Über schlechten Massengeschmack hat sich der 55-jährige Holländer schon immer geärgert, besonders der Hang vieler Frauen zu unnützen Deko-Objekten nervt ihn. "Süß, lieb, niedlich, ich konnte es irgendwann nicht mehr hören. Vor allem, weil diese industriell gefertigte Dekorationsware so schrecklich einfallslos ist." Statt den Dingern mit dem Vorschlaghammer zu Leibe zu rücken, wählte Reimert die kreative Auseinandersetzung. Um die Produktion der Nippesartikel nicht zusätzlich anzuheizen, verwendet er nur gebrauchte Ware. Keinen kostbaren Rohstoff wie Plastik, sondern schwer recyclebare Keramik, Verpackungs- und Metallabfälle. Vieles bringen ihm Nachbarn, anderes holt er auf Schrottplätzen und Baustellen.

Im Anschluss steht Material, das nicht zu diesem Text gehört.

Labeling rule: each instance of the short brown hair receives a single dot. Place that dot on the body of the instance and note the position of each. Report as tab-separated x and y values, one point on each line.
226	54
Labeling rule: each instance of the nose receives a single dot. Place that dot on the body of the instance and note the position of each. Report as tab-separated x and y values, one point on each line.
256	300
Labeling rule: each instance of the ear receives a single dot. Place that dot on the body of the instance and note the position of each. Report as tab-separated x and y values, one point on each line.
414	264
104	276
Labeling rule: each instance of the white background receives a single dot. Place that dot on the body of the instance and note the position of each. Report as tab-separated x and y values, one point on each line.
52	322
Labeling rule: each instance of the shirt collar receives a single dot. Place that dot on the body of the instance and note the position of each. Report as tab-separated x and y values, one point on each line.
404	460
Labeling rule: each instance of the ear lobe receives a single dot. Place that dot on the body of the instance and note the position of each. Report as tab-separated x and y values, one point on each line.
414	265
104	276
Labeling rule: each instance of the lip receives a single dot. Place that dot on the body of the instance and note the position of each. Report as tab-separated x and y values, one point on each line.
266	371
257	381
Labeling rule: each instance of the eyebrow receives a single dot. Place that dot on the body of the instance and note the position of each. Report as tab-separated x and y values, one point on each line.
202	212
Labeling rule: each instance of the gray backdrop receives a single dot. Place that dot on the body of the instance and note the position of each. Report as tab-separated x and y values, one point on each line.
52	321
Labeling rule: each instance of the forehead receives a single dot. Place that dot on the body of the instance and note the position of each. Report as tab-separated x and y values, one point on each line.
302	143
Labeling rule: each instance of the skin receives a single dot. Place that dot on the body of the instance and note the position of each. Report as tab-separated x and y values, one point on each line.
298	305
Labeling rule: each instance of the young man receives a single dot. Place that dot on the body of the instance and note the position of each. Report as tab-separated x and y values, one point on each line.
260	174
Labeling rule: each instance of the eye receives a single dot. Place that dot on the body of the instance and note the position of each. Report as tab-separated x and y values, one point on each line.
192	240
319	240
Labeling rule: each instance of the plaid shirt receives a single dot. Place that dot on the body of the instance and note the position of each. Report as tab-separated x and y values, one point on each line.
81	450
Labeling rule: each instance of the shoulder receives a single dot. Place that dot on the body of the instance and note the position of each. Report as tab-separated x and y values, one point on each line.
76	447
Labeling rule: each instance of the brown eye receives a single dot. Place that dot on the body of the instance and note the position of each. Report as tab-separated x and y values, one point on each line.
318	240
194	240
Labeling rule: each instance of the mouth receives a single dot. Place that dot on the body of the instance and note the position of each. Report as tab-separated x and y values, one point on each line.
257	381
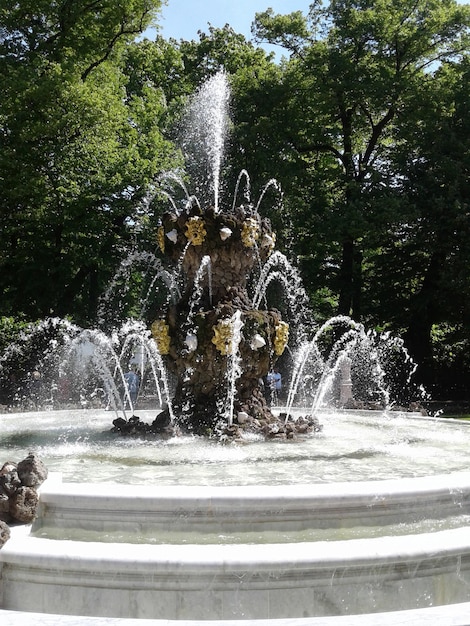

Auch einen sozialen Gedanken verfolgt der Künstler mit seinen Objekten. Leuten, die Geld brauchen, kauft er ihren Nippes ab, um ihn, dekonstruiert und neu zusammengesetzt, als Kunst an reiche Leute zu verkaufen. Viele von Reimerts Stammkunden sind Millionäre oder Milliardäre, seine Objekte schmücken Villen in Gstaad, Anwaltskanzleien oder das Ritz Carlton in Berlin. Vom Verkauf zweier lebensgroßer Figuren kann er ein Jahr lang leben. Dass sein 190 cm hoher "David aus Kreuzberg" aus DDR-Suppenschüsseln und Kätzchen besteht, macht Reimert auch nach 15 Jahren Kitsch-Kunst noch diebische Freude.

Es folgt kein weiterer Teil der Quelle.